Tuesday, November 28, 2006

Qube Blog

If you haven't noticed yet, I've added a link to Qube Blog, which is a project I've been asked to help out with. I think the idea is eventually to publish a series of coffee-table style books, featuring thought provoking questions paired with high-quality images, intended to generate interesting and important discussion in social settings. My job is to see how well the ideas discuss. I'm not sure a blog works best, because the discussion gets a bit long for the narrow column format.

Consider this your personal invitation to participate in the discussion (so I don't look like an idiot talking to myself) and also a request for feedback on the blog (what you like or don't; what works or doesn't). Feel free to email me re: Qube Blog at: qubeblog[at]gmail[dot]com.

Thanks. I Hope everyone is well. I've been sick since last Wednesday (yup. I was sick on Thanksgiving and couldn't smell or taste the turkey). I'm feeling somewhat better today, after sleeping fourteen hours yesterday, but I'm still not sure if I'm actually recovering or if the three cups of coffee I had this morning are masking the symptoms.

Peace.

Tuesday, November 14, 2006

Rain Baby

Tomorrow Eliot will be seven. He was born six weeks premature, so seven years ago to this moment, I had no idea he was about to arrive. I imagine myself napping on our old, wood and wicker couch or staring out the enormous picture window behind it at city houses all in rows, and city children hanging lazily on porches and playing in the street. I remember rain, and maybe there was rain—as is common in St. Louis in November. But rain is almost all I remember that year.

In my thoughts of childhood, I am perpetually seven. I was seven when I hugged the white house on 8th Avenue and said goodbye to hay fields and country roads; to Johnny Height and Mindy Plumpton, whose straight brown pigtails I both adored and envied. I said hello to sidewalks, green lawns and neat suburban blocks. My heart widened that year. I sat on my swing set in the dark and told God a great secret-- I would love Him forever. I would love people, too; the hurt ones, the lonely ones. This was the great awakening of my heart to inner dialogue and large questions. Also that year, I split open my chin to the bone, while racing bikes with my brother. For weeks afterward, I could walk past Grace Bible Church and see my blood dripped all over the stony sidewalk. Once, I squatted near it and covered the brown dots with my hand. I wished until my stomach hurt that I could go back, and not glance sideways at my brother's tire. At first when I looked at the blood, my stomach always churned like that, but later, as the story spread, I grew sort of proud of it. That’s my blood there on the sidewalk; that’s a piece of me. It seemed like years before the rain finally washed away the last spatter but when it was gone, I knew I had lost something. That year I wrote my first poem.

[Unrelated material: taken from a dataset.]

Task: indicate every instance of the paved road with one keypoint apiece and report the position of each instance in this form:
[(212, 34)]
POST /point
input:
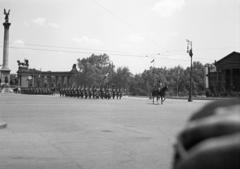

I wrote a letter to Marshall the year he turned seven. I was away in England for ten weeks, and I wanted to tell him about being seven. Micah turned five while I was gone, and Eliot was just one and a half. I have a photograph of him: blond curls piled high on his head and a bottle hanging from his smirking mouth. His eyes are clear blue and as often as I’ve tried to find him in that picture, I can’t. This child isn’t in my memory. I wasn't there. It was only ten weeks, and I needed to go. Still, I imagine a churning hole of sadness in his middle, as my memory faded like blood stains on the sidewalk.

Tonight, I lay down on Eliot’s bed to kiss him and tuck him in. He asked me to sing The Meatball Song, so I laughed and started in,

"On top of spaghetti, all covered with cheese;
I lost my poor meatball when somebody sneezed."


He sang along with me until we came to the last line. He was quiet while I sang,

"It rolled down the sidewalk and under a bush
And then my poor meatball was nothing but mush!"


“That is such a sad song,” he said. “Do you know what I would do? I would run and catch the meatball and clean all the dirt off it and then I would put it back on my spaghetti.”

He asked me why the person in the song didn’t do that and then he asked me why anyone would write such a sad song and call it funny. I laid my head on the pillow next to him and smiled as he sang his very own continuation of The Meatball Song, which finds the meatball “pulling up its sleeves”, making its way back into the house and “onto the plate”, and wraps up neatly with everyone having a “happy day”.

It must have been a healing rain that November and it must have been enough, because Eliot is all flowers and sunshine.